Тем временем женщина придвинулась ближе к решетке и ткнулась в нее головой. Один из вколоченных в череп гвоздей глухо звякнул, попав шляпкой в стальной прут.
– …опять ночь, – неожиданно пробормотала она. – …и кругом темнота… а так хочется танцевать…
Присев на корточки, «поросенок» провел указательным пальцем по глазам грузной пленницы, которые были густо залеплены джемом. Она ахнула от неожиданности, затем игриво засмеялась. Снаф снова мазнул, сгребая джем на ее рыхлые обвисшие щеки.
Ксения вскрикнула, пригнувшись, как от удара.
У женщины не было глаз, на их месте чернели неровно выжженные дыры.
«Поросенок» восхищенно цокнул языком.
– Ого! – воскликнул он. – А за вареньем и не видно было.
– …кругом… черная ночь… – запинаясь, продолжила слепая. Она говорила заторможенно, с трудом выговаривая каждое слово, будто ее только что разбудили. – Не видно края и конца… Танцевать… танцевать с любимым… до самого утра…
– Я хочу домой, – выдавила Ксения. – Позовите мою сестру! Позовите Свету!!
Снаф поднялся на ноги.
– Какая еще в п…у Света?
Глаза Ксении наполнились слезами, сдерживаться сил уже не было. Ноги слабоумной подкосились, и она, рыдая, медленно сползла на пол. Находясь в полуобморочном состоянии, краем уха она услышала обрывки разговора:
– Ты чего тут торчишь?
– Привез товар…
– Ты его пятнадцать минут назад привез, придурок. Иди, уберись в четвертой камере. Там один мудило себе вены перегрыз, кровь уже в коридор вытекает.
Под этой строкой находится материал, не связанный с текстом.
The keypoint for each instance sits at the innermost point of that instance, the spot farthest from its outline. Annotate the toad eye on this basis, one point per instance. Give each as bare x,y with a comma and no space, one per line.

Обоссался еще вдобавок.
В ответ недовольно хрюкнули.
– Я и так без продыха…
– Ты сегодня дежурный по камерам!
Ксения начала медленно подниматься.
– Гляжу, ты на эту вишенку запал? – послышался чей-то язвительный голос, в котором она узнала одного из «поросят».
Пленница сфокусировала свой взгляд, наконец различив перед камерой всю ряженую троицу.
– А если и запал, – процедил Снаф. – Тебе-то что, пидор?
– За пидора паяльник в зад получишь, – пообещал один из «поросят». – Бегом со шваброй в камеру! Если не хочешь занять соседнюю!
Тот что-то угрюмо буркнул, скрывшись из вида.
Дверь в камеру Ксении открылась с резким щелчком, и она увидела склонившиеся над ней две пластмассовые рожицы с пятачками.
– Что с одеждой? – спросил Снуф, вопросительно глянув на напарника. – Снимаем?
Сниф покачал головой.
– Пускай сами снимают, – решил он. – Нам не платят за раздевание участников.
Девушка почувствовала, как ее подхватили мускулистые руки и проворно поволокли по коридору. Ее разбитые, насквозь промокшие сапоги беспомощно волочились по бетонному полу.
– Подождите… – испуганно лепетала Ксения. – Пожалуйста, не надо ничего делать… Пожалуйста… Вы ведь не сделаете мне ничего плохого?
– Мы – нет, – пропыхтел Сниф. – Мы просто проводим тебя в гости. Чтобы ты не заблудилась, бедная овечка.
Она предприняла слабую попытку вырваться, но звонкая пощечина мгновенно отбила у нее дальнейшее желание к сопротивлению. Ксения тихо плакала, глотая слезы.
Она плохо помнила, как ее волокли по грязному, дурно пахнущему коридору, как втащили в какую-то душную каморку, сплошь застеленную пыльным полиэтиленом. В воздухе плавал густой запах перегара и пота, оглушающе гремела какая-то музыка, от которой закладывало уши.